Saturday, May 14, 2011

We Have Foundation Wall

Yesterday we poured the first batch of foundation-strength concrete (B300) into the forms for the building's Foundation Wall. The reinforcement steel was laid out, tied to the foundation steel, and the wooden forms were held in place by metal wire ties as well as 6 mm steel bars connecting both sides of the forms together to withstand the pressure of the concrete being pumped into the forms.

Last time I posted about being amazed by the manual labor aspect of development in this part of the world, so I thought I'd post a few more photos to illustrate my point. Here's a shot of the crew tying the column starter bars in the proper location using their tape measure and string to identify the location, metal wire to tie the bars in place, and nails, large boulders, and 6 mm metal bars to hold the wooden forms in place.

(the crew tying starter bars for columns in place)
(the starter bars held in place with metal wire ties and 10 mm 'bracelet' ring)
(the L-shaped footings of the starter bars, all tied individually to the foundation steel)
(the Foundation Wall footing, all hand-tied and placed inside the hand-made forms)
(pick axe, buckets and shovels used to clear the debris from areas where foundation will be poured)

After the Foundation Wall reinforcement steel is in place, the electricians weld a metal strip along the footing to provide an "earth" network that will ground the building and dissipate any electrical charge that might need dissipation (electric short, lightening ... etc).

(electricians welding metal "earthing" strip)

This is the site the day before the second concrete pour. Forms are in place on both sides, tied to each other and held securely in place, with steel reinforcement bars for the foundations in place and starter bars for all the columns inside the Foundation Wall established.

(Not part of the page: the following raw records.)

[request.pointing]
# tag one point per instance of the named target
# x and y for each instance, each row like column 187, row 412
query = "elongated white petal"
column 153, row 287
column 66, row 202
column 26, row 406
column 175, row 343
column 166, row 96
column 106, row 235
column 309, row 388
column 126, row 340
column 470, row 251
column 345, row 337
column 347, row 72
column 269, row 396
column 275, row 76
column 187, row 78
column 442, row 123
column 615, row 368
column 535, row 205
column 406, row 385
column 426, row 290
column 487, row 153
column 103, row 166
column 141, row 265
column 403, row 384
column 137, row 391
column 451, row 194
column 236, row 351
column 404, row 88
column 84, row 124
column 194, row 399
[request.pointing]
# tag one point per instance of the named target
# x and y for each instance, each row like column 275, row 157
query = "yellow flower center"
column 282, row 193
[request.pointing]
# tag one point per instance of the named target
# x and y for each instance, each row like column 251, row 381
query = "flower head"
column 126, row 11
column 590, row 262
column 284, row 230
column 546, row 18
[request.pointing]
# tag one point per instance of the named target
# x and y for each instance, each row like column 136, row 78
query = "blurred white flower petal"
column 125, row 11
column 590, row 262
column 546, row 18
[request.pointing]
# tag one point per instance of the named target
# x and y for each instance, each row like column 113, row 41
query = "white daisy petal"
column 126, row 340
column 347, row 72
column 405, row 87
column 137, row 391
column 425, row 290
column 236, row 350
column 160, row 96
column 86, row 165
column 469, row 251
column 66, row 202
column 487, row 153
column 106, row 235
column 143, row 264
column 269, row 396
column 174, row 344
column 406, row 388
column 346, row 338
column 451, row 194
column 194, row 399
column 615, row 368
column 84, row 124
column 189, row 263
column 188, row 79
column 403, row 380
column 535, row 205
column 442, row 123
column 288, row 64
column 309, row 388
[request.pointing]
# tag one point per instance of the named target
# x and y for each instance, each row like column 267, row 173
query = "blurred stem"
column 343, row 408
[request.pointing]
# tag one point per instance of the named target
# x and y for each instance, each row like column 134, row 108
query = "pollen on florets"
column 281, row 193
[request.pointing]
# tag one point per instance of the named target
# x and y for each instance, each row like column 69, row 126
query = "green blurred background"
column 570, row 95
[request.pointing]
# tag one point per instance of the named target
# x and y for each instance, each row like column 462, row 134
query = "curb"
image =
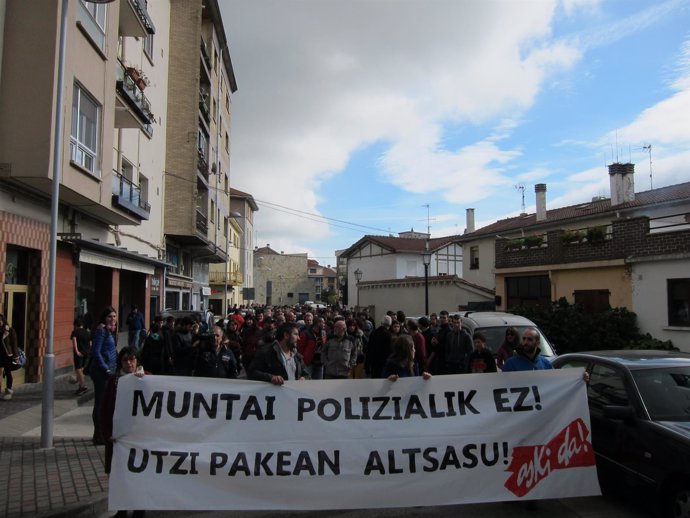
column 94, row 507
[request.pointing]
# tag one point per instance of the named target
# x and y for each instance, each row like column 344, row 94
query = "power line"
column 289, row 210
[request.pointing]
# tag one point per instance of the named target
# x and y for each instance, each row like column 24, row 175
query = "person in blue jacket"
column 527, row 357
column 103, row 364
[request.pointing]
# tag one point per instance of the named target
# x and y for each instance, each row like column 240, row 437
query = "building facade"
column 197, row 175
column 109, row 164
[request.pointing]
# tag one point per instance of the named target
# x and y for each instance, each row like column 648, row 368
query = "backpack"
column 457, row 347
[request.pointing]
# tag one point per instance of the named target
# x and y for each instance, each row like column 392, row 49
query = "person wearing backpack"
column 457, row 347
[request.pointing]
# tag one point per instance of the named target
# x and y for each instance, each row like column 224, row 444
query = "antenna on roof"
column 520, row 187
column 648, row 147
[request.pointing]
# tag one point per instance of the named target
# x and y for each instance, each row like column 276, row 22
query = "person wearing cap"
column 378, row 349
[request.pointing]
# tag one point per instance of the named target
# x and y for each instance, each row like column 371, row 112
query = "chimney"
column 622, row 181
column 470, row 221
column 540, row 190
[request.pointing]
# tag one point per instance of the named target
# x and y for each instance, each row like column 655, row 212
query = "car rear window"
column 496, row 335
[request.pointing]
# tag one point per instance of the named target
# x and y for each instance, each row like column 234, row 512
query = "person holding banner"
column 103, row 364
column 215, row 358
column 527, row 356
column 126, row 364
column 339, row 355
column 401, row 363
column 279, row 361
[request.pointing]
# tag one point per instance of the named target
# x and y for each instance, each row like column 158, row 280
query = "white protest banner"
column 206, row 444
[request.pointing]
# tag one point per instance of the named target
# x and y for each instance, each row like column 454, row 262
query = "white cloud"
column 319, row 81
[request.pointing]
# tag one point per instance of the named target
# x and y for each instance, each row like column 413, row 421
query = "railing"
column 203, row 107
column 140, row 6
column 232, row 278
column 205, row 54
column 672, row 223
column 202, row 164
column 201, row 222
column 135, row 98
column 128, row 195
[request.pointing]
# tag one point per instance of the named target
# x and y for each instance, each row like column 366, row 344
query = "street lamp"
column 426, row 257
column 48, row 392
column 358, row 276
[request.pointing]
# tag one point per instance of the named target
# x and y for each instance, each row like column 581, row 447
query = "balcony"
column 623, row 239
column 202, row 164
column 127, row 196
column 133, row 109
column 205, row 54
column 203, row 107
column 232, row 278
column 201, row 222
column 134, row 19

The morning of the pour, the general contractor is on site helping spray water on the areas that are about to receive concrete to increase moisture content and decrease the temperature a little ... then the 52-meter pump arrives and mixers start to pour cement into the pump and the pump delivers it to the foundation forms.

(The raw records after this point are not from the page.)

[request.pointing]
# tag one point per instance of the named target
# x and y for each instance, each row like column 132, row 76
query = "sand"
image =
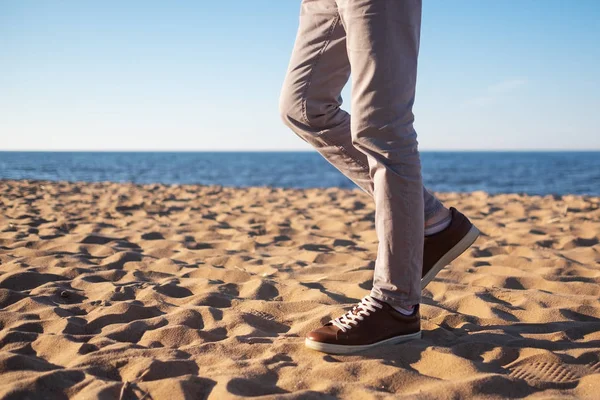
column 167, row 292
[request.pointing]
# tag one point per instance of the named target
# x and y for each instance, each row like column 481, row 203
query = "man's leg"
column 383, row 44
column 311, row 97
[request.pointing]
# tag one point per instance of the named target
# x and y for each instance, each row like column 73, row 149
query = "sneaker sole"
column 341, row 349
column 451, row 255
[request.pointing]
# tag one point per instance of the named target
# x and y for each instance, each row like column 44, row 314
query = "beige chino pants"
column 377, row 148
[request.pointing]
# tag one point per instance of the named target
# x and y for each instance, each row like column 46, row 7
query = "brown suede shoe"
column 443, row 247
column 369, row 324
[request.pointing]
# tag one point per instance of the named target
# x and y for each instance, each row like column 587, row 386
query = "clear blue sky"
column 206, row 75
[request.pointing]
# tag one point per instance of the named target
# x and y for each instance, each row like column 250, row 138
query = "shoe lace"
column 358, row 313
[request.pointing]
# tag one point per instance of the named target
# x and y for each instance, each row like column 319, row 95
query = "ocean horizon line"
column 305, row 151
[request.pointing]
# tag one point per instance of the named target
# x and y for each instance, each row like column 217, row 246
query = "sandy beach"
column 171, row 292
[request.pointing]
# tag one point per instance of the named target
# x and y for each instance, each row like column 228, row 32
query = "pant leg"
column 382, row 45
column 311, row 96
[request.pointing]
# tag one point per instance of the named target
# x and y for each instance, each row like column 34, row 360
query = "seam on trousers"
column 312, row 70
column 363, row 166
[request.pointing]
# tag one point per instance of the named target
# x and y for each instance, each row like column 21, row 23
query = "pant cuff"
column 395, row 301
column 431, row 212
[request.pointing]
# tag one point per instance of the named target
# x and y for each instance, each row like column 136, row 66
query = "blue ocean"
column 494, row 172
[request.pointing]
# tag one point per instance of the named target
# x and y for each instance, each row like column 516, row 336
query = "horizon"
column 303, row 151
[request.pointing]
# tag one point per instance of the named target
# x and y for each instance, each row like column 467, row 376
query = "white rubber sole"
column 451, row 255
column 340, row 349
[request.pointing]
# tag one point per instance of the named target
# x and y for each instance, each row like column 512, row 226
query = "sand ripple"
column 111, row 290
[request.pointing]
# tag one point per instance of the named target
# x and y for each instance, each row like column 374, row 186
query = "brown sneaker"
column 443, row 247
column 369, row 324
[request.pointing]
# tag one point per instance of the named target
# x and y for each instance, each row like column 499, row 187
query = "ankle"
column 438, row 222
column 405, row 310
column 439, row 215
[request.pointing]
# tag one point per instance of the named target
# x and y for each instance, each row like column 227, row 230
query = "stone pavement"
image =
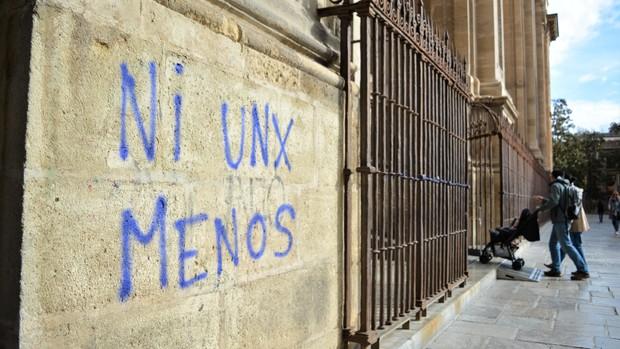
column 554, row 313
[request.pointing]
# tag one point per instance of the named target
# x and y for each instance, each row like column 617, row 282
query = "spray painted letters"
column 256, row 231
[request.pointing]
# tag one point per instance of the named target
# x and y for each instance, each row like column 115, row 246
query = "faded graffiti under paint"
column 227, row 245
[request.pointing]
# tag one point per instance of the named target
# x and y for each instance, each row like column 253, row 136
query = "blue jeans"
column 560, row 242
column 575, row 238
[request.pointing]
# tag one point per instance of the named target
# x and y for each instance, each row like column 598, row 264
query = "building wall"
column 182, row 177
column 15, row 32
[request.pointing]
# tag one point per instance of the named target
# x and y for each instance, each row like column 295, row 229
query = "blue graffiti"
column 256, row 134
column 221, row 235
column 260, row 137
column 128, row 90
column 282, row 141
column 256, row 219
column 184, row 254
column 286, row 208
column 234, row 164
column 129, row 228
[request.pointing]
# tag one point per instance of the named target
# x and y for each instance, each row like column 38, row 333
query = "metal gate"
column 414, row 105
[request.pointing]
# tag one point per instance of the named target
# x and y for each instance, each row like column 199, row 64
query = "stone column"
column 529, row 12
column 515, row 69
column 489, row 41
column 541, row 48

(contractor waters the forms prior to pour)
(concrete pump hose starting to spew cement mix)
(the crew get to work)
(workers direct the pump hose while others follow behind with concrete vibrator to eliminate gaps)

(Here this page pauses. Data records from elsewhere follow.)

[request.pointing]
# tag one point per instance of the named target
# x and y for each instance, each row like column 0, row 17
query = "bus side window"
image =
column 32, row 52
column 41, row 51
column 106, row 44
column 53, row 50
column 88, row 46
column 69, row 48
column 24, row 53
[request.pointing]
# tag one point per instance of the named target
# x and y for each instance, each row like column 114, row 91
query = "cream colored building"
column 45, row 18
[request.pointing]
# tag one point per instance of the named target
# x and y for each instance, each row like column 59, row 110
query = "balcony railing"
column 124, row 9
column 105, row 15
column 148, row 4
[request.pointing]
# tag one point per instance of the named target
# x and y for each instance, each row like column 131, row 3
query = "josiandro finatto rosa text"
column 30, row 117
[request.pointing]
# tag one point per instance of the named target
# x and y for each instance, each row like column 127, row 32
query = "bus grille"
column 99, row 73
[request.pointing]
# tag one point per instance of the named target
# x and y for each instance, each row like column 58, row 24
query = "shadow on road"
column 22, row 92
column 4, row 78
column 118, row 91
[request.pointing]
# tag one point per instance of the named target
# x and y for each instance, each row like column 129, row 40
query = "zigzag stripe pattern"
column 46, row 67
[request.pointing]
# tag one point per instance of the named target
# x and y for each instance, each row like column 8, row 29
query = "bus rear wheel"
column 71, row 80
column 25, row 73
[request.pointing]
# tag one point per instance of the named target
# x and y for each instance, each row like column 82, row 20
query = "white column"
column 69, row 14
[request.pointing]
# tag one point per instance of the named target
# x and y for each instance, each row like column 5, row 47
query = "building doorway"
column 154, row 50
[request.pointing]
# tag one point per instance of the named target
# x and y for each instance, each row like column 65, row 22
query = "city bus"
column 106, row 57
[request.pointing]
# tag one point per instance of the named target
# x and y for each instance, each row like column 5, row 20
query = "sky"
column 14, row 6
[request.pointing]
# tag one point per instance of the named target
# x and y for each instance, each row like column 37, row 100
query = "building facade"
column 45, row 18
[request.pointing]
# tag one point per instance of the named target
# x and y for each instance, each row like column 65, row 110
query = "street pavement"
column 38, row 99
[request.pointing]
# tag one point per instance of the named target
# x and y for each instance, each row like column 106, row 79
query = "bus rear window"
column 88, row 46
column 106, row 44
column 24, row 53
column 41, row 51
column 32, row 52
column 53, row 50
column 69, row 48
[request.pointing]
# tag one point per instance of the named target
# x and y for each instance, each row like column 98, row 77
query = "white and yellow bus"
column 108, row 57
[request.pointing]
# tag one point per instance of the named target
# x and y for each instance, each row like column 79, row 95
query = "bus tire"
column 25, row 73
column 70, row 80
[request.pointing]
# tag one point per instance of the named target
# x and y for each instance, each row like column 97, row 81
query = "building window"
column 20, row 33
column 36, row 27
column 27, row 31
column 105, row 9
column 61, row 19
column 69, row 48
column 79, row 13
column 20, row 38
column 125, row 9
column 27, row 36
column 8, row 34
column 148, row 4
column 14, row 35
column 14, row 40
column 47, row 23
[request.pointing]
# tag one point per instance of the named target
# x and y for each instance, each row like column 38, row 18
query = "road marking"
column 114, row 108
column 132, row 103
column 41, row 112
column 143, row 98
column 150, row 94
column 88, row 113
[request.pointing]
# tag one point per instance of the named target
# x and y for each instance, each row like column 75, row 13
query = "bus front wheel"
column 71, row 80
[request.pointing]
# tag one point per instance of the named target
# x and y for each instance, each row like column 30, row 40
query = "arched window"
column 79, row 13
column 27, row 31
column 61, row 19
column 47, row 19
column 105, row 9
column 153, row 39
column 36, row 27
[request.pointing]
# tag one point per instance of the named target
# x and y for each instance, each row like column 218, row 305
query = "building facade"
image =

And here's a video of the process so you can see everyone in action:

The concrete had to be sampled by the geotechnical engineer in order to ensure conformance with the required strength and mix standards. The concrete blocks will be tested / crushed in two batches: once after 7 days and again after 28 days.

(concrete sample-collection blocks)
(first sample collected and labeled)

Finally, here's what the site looks like at the end of the following day. The crew cuts the 6 mm bars holding the forms together, removes all the wood frames, pulls all the nails out of the wood, then stacks it up according to size to get ready to build the forms for the next round of column foundations (the base of which can be seen beyond the Foundation Wall in the pictures below). 

(Foundation Wall poured, and forms taken apart)
(crew stacking the wood from the forms for future use)

I should note that these guys work from 7:30 am to 3:30 pm, every day except Friday. The more experienced (master) workers make 145 NIS (around $41) a day, while the less experienced (apprentice) workers make 85-90 NIS (around $24-$26) a day. 

Almost without exception, they love watching WWF wrestling on Thursday night television and talking about it the next week.


AstroYoga said...

WWF? Really? It really is a small world. My brother works in construction in Phoenix. I am so sending him a link to your blog.

Boosh said...

That would be great Tammy, thanks for reading and sharing.